Performance and ranks:

Points per game: 21.5 (21st)

Offensive yards per game: 5,486 (19th)

Passing ypg: 204.3 (25th)

Rushing ypg: 138.6 (6th)

Leading passer: Ryan Fitzpatrick (16 GP, 3,400 yards, 24 TD, 30 sack)

Leading rusher: CJ Spiller (16 GP, 1,244 yds/207 att, 6 TD, 6.0 YPC)

Leading receiver: Stevie Johnson (16 GP, 1046 yds, 79 rec, 6 TD)

Remember all those doom and gloom comments I made about the line a few ticks up the page? Shows what I know! Football Outsiders ranked the Bills unit as the 8th best in run blocking and 10th in pass blocking (that sound you just heard was Buddy Nix throwing darts at his Fitzy-themed dart board). Second-level and open field rushing figures are probably inflated by CJ’s brilliance, but its tough to argue that the Bills o-line didn’t hold up their end of the bargain in 2012, especially when saddled with such a lack of talent behind them (and on the sideline).

The state of the union:

As with every unit on the team, turnover will be key. Gone is Andy Levitre, who signed a contract worth roughly the Gross National Product of Switzlerand for the privilege of ducking underthrown Fitzy screen passes in Tennessee once Jake Locker inevitably gets hurt. He will be sorely missed both in his performance and consistency. The race to replace Levitre appears to mainly involve Colin Brown and former Steelers offensive lineman Doug Legursky. The key to projecting roles across the squad is that the coaching staff and front office have virtually no allegiance to the players in the locker room. With a new head coach, offensive coordinator, and a general manager who did not play the direct role (at least publicly) in picking this year’s draft class, players will have to earn their jobs on their own merits. This is true at almost every position, with left guard being the most glaring exception.

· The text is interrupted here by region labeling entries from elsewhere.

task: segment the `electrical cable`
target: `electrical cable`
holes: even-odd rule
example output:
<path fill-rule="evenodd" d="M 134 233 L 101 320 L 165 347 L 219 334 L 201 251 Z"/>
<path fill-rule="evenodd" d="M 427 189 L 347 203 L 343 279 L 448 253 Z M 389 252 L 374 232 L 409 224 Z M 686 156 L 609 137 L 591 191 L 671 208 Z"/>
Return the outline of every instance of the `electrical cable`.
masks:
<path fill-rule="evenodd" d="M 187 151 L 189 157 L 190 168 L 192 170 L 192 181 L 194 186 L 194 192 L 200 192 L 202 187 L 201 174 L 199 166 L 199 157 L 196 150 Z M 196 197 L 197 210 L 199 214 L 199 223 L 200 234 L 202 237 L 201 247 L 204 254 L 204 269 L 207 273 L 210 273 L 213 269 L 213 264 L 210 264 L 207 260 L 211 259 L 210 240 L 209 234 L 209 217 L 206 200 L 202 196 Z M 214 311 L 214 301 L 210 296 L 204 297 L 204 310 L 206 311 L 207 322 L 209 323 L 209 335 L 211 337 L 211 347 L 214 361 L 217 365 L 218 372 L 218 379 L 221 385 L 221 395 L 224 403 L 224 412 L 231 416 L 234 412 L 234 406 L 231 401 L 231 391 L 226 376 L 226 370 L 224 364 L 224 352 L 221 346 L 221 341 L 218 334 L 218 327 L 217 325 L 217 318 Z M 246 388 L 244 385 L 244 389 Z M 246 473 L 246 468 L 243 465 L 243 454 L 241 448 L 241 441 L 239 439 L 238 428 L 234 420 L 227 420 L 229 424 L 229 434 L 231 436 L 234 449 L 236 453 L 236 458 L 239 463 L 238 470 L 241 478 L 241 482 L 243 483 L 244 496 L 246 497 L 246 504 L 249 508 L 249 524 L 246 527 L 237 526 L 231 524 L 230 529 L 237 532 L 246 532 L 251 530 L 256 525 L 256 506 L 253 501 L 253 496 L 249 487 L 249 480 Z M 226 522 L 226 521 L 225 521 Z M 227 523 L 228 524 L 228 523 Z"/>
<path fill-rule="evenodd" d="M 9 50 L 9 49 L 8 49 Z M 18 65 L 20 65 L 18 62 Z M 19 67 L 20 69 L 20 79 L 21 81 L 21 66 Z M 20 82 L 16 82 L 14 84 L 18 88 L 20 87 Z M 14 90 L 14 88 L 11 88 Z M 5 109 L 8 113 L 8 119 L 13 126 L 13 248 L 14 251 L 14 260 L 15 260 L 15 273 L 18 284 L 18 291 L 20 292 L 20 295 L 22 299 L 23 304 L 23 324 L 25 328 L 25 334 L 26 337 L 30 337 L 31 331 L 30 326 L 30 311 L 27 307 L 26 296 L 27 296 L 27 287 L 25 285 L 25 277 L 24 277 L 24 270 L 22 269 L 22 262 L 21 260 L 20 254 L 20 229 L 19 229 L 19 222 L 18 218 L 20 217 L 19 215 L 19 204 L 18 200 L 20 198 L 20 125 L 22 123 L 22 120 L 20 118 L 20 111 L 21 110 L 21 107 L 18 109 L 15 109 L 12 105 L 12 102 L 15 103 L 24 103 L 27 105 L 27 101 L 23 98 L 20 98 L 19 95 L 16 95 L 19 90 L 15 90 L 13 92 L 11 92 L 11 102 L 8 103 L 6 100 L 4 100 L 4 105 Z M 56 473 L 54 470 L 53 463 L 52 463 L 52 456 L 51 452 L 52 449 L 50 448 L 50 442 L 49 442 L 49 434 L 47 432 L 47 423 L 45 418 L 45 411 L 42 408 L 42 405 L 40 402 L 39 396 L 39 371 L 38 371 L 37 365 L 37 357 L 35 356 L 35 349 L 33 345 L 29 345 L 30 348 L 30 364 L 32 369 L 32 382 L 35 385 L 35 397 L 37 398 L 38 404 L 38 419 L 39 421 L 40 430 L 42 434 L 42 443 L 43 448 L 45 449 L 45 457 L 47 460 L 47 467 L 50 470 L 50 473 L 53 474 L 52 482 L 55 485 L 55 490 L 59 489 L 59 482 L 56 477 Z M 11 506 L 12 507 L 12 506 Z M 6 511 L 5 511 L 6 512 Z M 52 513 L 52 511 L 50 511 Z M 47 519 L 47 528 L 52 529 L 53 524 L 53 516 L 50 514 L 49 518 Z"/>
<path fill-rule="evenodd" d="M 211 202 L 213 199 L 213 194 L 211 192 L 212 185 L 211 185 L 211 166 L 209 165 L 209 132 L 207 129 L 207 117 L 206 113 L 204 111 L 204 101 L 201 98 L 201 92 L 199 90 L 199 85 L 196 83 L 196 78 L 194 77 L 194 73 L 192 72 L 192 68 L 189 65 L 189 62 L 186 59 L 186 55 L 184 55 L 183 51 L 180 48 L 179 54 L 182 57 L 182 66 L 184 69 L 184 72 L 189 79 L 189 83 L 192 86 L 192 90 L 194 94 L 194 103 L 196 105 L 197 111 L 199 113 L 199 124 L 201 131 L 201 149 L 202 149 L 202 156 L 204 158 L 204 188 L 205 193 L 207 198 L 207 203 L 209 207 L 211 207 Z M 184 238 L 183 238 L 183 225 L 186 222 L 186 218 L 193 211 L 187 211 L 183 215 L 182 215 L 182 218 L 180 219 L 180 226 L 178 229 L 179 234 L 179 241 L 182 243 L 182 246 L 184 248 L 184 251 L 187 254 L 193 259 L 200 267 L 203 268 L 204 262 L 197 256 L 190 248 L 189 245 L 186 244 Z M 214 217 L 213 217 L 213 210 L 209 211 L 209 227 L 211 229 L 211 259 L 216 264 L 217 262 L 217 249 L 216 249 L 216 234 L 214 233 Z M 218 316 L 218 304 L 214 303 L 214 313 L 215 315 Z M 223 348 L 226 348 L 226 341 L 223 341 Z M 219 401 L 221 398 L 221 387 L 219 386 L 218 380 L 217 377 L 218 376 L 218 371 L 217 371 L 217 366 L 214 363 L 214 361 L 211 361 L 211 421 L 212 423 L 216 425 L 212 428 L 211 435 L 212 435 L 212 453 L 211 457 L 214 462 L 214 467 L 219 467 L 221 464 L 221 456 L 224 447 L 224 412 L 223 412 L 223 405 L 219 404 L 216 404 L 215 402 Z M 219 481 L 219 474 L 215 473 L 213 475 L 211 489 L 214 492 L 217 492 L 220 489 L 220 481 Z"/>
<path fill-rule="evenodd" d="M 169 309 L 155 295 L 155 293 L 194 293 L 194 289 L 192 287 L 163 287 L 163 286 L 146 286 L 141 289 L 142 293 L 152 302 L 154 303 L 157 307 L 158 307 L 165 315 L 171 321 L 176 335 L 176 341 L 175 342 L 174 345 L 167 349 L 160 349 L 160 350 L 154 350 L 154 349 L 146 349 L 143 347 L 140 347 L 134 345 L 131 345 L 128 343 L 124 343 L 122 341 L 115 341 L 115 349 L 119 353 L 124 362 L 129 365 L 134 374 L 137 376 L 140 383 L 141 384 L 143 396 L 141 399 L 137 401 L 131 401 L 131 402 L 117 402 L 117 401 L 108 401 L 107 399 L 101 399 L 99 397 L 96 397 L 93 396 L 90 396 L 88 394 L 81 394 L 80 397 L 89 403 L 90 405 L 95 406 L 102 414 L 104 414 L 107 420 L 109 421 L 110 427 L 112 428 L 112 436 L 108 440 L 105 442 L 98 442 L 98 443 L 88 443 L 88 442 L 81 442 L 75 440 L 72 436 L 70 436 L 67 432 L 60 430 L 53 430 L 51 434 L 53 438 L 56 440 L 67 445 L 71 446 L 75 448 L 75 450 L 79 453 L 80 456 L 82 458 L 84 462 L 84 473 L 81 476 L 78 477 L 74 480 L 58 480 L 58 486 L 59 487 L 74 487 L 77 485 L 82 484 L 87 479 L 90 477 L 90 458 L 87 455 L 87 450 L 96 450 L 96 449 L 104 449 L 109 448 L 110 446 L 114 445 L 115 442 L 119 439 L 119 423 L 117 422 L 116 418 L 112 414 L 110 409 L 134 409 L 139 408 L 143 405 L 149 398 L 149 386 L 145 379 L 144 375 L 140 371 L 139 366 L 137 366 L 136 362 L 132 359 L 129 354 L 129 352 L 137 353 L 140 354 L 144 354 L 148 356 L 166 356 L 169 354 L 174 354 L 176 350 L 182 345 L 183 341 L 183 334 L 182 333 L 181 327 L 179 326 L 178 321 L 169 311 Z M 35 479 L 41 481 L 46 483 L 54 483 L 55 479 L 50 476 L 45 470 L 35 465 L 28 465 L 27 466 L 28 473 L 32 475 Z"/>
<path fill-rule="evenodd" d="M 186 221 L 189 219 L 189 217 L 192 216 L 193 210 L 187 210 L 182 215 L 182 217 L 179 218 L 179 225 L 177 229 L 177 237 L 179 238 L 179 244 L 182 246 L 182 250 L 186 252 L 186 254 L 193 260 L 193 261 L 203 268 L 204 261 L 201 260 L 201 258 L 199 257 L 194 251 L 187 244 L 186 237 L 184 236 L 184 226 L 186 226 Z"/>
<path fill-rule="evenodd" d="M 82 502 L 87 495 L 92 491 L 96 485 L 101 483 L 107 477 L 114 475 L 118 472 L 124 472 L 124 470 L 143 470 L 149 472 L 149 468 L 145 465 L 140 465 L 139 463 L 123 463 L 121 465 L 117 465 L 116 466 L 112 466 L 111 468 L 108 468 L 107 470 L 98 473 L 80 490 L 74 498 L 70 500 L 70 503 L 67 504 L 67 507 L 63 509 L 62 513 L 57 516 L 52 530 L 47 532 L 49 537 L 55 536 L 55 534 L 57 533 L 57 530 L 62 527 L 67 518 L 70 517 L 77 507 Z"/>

Whaley held a front office role with the Steelers in 2009 when they brought in Legursky. Between his familiarity with Whaley, who DID play a direct role in bringing him to Buffalo, and his higher level of experience relative to several players in competition for the spot, I feel comfortable in saying that he has the inside track to starting Week 1. By that same token, don’t rule out Syracuse rookie Zack Chibane from making a run at significant playing time, as he is among the small group of players with an established relationship with Marrone and Hackett, as well as hands-on knowledge of their offensive concepts.

When we compare the 2013 offensive line to the 1999 squad, the biggest question mark is the left side of the unit. Cordy Glenn will be asked to take a significant step forward in his second year as a pro, and obviously whoever steps in at guard will have big shoes to fill in Levitre’s absence. What we can see from the 1999 unit is that a strong left side can do wonders to calm and contain an inexperienced line. I’m inclined to think the 2013 pairing cannot live up to the Fina/Brown benchmark, but can continue the success they enjoyed when healthy last year.

That being said, for all of his offensive chops, Doug Marrone is an offensive lineman by trade and by style. By now, we’ve all seen the pictures of him lining up under center and getting his hands dirty with the players. He guided the Syracuse offense through injuries to his star left tackle Justin Pugh (a first round pick by the New Jersey Giants), and he will certainly get the most out of the talent at his disposal.

The 2013 offensive line may not match their 1999 counterparts in individual talent, but they have the perfect coach to build continuity, a two-headed running attack that puts the Linton-Smith combination to shame, and a surprisingly-successful track record to build off. The bottom line is that the 1999 offensive line purely put their team in a position to win, relying on the prowess of other units to carry them over the hump to victory. Can we say that about the 2013 offensive line? I believe that we can.